So. Even if you’re trying to do something good, like achieve better health outcomes, create a longitudinal study of drug effects, reduce welfare mispayments and improve public services such as education the present government would be ill-advised to rush into releasing individual-level data sets. The mild-mannered Chris Graham would have a thing or two to say. Caspar and all the best-informed folk in the digital rights world would be apoplectic.

Open data is an area of real progress. There’s potential for real progress on personal data too. But if the Coalition wants to bring a No2ID-like campaign down on its head with the added twist of privatising to unaccountable organisations what it was unacceptable for government to do, this wholesale release of anonymised data to big data corps is the fast track.

3. What data does Government need to release to make the new personal data ecosystem work?

So what is the correct way to release personal data, and what will it achieve?

Answer: we need to link the data policy discussed to day with Cabinet Office’s ID Assurance, and with BIS’s Mydata (of which key players present today were not really aware). And we need to take account of the new emerging personal data ecosystem. It goes like this.

With ID Assurance individuals can log in securely to online services. Under BIS’ Mydata initiative, they’ll be able to download records from businesses. They need to be able to do that from public services also: health records, education records, job-seeking etc. They also need to be able to acquire tokens: proof they own the car or car drive from DVLA, proof they have a passport from IPS, or proof they’re on welfare from DWP so they can easily get the best energy tariff.
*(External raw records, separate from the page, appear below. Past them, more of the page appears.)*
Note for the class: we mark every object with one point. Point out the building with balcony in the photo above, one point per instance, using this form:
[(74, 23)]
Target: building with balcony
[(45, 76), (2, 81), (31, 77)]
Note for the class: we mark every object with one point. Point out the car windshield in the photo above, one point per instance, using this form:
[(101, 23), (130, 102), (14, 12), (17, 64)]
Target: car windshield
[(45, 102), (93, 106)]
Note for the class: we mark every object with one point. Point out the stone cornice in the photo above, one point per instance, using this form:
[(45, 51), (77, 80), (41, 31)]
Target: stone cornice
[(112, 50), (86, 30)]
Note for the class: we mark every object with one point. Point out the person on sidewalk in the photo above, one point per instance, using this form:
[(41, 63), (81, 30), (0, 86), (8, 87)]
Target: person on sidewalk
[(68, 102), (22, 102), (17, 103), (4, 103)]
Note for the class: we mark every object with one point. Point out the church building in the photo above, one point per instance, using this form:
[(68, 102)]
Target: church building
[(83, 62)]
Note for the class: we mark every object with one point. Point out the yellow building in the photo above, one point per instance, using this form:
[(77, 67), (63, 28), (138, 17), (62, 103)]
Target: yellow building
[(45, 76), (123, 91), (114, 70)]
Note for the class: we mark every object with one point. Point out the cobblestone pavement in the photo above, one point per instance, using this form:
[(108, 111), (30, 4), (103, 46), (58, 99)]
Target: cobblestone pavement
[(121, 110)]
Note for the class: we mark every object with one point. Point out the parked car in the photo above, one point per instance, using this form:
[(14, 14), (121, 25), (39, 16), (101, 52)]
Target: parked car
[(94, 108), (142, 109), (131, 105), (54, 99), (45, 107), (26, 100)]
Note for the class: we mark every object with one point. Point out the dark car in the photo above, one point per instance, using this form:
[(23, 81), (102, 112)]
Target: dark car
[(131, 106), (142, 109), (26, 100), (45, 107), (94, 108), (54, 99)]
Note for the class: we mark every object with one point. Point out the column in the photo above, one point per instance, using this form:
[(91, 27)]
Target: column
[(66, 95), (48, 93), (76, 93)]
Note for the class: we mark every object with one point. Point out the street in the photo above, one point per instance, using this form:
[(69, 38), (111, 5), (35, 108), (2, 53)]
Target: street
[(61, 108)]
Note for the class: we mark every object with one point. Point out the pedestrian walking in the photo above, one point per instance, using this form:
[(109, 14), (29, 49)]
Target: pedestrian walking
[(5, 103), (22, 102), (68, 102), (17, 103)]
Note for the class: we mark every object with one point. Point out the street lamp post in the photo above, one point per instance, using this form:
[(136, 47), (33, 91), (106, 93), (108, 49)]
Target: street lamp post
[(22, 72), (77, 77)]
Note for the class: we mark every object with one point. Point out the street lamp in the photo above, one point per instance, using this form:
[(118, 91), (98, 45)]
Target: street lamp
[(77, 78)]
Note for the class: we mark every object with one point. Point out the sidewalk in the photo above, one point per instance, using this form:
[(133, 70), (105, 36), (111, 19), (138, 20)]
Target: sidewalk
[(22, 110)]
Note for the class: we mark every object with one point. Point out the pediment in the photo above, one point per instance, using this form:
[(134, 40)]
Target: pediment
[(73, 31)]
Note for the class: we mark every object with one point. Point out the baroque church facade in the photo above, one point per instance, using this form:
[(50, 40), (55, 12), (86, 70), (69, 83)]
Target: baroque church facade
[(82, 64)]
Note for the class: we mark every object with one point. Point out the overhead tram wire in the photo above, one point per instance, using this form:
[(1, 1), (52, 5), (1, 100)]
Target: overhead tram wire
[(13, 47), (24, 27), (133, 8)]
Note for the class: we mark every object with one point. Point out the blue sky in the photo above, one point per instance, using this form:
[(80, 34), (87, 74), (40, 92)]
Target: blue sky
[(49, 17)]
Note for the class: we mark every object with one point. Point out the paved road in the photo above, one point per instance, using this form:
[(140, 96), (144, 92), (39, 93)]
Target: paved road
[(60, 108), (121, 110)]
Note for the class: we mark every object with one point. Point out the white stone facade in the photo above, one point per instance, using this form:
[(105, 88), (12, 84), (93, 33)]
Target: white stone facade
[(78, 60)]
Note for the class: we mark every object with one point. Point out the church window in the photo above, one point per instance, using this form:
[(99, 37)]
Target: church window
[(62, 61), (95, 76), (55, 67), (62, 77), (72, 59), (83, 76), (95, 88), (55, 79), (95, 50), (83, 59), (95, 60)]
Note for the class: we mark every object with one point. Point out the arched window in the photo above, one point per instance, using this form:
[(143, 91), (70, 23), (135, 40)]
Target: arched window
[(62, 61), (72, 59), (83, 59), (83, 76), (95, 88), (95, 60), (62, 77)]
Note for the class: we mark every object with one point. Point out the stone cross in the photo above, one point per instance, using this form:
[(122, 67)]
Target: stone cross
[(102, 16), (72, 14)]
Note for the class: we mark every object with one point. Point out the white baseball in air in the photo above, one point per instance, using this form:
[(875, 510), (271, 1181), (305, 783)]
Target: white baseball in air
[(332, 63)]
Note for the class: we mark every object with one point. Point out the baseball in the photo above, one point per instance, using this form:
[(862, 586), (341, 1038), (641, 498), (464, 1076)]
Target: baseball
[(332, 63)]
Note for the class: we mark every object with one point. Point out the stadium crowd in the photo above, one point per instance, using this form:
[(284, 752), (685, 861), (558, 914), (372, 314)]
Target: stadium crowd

That’s the data we need from government to make the new personal data ecosystem work. The market will be ready to equip the individual to deal with all this, whether its new big company services or personal data ecosystem startups like reputation.com, personal.com or the work we’re doing at Mydex.org. Then individuals can control whether they share data for longitudinal health studies, statistical or research purposes or whatever else. And this will save huge sums through improved data logistics, and also unleash a huge new – disruptive – torrent of economic activity. We’ll get there.